= Leary–Lettvin debate =

1967 debate on the merits and dangers of LSD

The Leary–Lettvin debate was a May 3, 1967 debate between Jerome Lettvin, a medical doctor and professor at MIT, and Timothy Leary, a licensed psychologist, about the merits and dangers of the psychedelic drug LSD. It took place in the Kresge Auditorium at the Massachusetts Institute of Technology. The debate attracted a great deal of media attention at the time and was shown in school anti-drug programs.

== Participants ==

=== Timothy Leary's credentials ===
Timothy Leary focused on how the interpersonal process might be used to diagnose disorders and patterns found in human personalities. He proposed that psychedelic substances, used at proper dosages in an appropriate setting could, under the guidance of psychologists, alter behavior in beneficial ways not easily attainable through regular therapy. Subsequently, he had developed a following for his turn on, tune in, drop out philosophy which was commonly understood to suggest that taking psychedelic drugs (in particular LSD) was valuable to average people.

=== Jerome Lettvin's credentials ===
Trained by neurologist Denny Brown, Jerome Lettvin was a psychiatrist, neurologist, neurosurgeon, and neuroscientist and was an advocate of individual rights. Having been the head of 7 doctors controlling the 7,000 patients in Manteno State Hospital, he had experience diagnosing a large number of neurological conditions along with their treatments, drugs, and their effectiveness.

== Venue and preliminaries ==
Leary was scheduled to debate another MIT professor at Kresge Auditorium on the MIT campus. On the day of the debate, the scheduled professor bowed out, leaving the organizers scrambling to find another professor who would take his place. Lettvin was considered a poor candidate because of his lack of conventionality and for his regular advocacy on behalf of students.
The organizers exhausted all other candidates and then came to Lettvin's laboratory in Building 20 to plead for a last minute appearance. From the middle of an experiment on a frog's optic nerve, in his shirt sleeves, he was offered a tie to wear
and went to Kresge for the debate with no preparation.

== Issue and debate ==

Leary proposed the sacramental use of psychedelic drugs. Much of his presentation was devoted to arguing for the necessity of scientifically studying the effects of drugs such as LSD and marijuana in order to determine the contexts in which they might be useful, and those in which they would not. In addition, Leary made a plea for the equal importance of scientifically studying the "inner world" - the world of the mind - as well as the "outer world" of material reality. The U.S. government had made the use of these and some other drugs illegal. Lettvin was asked by the MIT organizers to respond to Leary.

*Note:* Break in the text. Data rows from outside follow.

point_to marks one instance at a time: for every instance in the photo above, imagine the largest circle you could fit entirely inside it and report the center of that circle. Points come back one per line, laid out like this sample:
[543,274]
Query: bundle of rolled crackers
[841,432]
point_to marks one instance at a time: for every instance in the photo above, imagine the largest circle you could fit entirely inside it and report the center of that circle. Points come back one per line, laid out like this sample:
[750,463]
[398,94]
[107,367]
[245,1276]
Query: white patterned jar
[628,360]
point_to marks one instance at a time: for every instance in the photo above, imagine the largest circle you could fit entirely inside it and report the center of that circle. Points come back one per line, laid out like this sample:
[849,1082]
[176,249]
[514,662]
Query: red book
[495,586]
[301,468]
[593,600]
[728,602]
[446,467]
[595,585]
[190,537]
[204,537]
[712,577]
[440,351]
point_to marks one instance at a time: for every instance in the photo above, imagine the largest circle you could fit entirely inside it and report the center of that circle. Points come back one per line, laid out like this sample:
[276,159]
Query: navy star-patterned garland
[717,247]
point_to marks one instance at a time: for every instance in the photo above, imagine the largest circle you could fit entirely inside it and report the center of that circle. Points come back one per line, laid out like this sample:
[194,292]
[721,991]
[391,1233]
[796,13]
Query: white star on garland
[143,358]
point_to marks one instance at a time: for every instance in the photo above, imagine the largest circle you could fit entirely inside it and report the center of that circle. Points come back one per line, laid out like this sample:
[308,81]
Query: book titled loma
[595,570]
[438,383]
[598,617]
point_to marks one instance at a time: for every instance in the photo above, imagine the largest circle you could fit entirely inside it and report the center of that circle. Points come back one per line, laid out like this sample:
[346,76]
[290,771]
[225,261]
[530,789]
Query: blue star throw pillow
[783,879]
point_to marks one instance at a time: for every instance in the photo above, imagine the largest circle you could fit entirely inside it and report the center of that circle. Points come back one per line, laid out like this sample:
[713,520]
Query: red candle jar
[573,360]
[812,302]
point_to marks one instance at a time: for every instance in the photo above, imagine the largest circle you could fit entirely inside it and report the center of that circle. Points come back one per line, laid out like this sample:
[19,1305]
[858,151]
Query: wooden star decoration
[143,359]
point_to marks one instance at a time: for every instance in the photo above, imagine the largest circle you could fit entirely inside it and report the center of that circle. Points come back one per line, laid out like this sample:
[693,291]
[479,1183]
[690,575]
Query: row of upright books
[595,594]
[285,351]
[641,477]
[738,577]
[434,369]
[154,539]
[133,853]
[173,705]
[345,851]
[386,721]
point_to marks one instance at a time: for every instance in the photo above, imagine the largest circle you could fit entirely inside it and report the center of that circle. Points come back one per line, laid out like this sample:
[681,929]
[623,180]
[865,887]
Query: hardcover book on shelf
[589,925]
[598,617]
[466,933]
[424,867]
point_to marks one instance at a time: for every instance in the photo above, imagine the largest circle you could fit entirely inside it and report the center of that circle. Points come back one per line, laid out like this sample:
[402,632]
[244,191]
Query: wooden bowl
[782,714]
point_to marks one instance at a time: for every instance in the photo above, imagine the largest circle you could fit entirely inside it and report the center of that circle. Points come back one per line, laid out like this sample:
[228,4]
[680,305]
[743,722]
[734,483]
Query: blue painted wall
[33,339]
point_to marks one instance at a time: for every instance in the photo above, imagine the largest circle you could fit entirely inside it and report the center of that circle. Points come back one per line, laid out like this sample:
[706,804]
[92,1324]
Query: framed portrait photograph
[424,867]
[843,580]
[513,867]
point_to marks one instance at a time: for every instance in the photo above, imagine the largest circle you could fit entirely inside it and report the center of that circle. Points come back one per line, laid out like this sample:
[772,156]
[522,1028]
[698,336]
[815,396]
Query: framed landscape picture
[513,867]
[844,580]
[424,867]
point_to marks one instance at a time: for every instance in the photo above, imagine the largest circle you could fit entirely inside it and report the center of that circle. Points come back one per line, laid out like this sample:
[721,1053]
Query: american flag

The debate was televised by WGBH-TV Channel 2 in 1967. Leary went first in "High Priest" mode, presenting barefoot with a multimedia projected visual backdrop. His presentation made the use of drugs appear very appealing to students in the audience, and they responded positively. Lettvin admitted that Leary's arguments were very seductive.

With humor and without losing the audience, Lettvin followed with an appeal on behalf of the "higher" mental functions using textbook and clinical observations as support material. He also accepted many of Leary's points, arguing against the prohibition of marijuana and other drugs. He argued instead that persuasion rather than coercion should be the focus of drug policy. Lettvin criticized the U.S. government for ill-conceived anti-drug legislation.

Lettvin asserted that psilocybin causes cognitive impairment that persists long after the acute effects of the drug have passed, based on anecdotal evidence. Lettvin spoke subjectively, framing the decision to use drugs as a personal one, not a scientific one. He spoke of "good" and "evil" and the "devil". Lettvin told the audience that he "felt sick" for Leary.

Perhaps the most famous part of the debate was when Lettvin responded "bullshit!" to Leary's claim that he would diagnose the frank symptoms of temporal lobe epilepsy as those of a visionary mystic.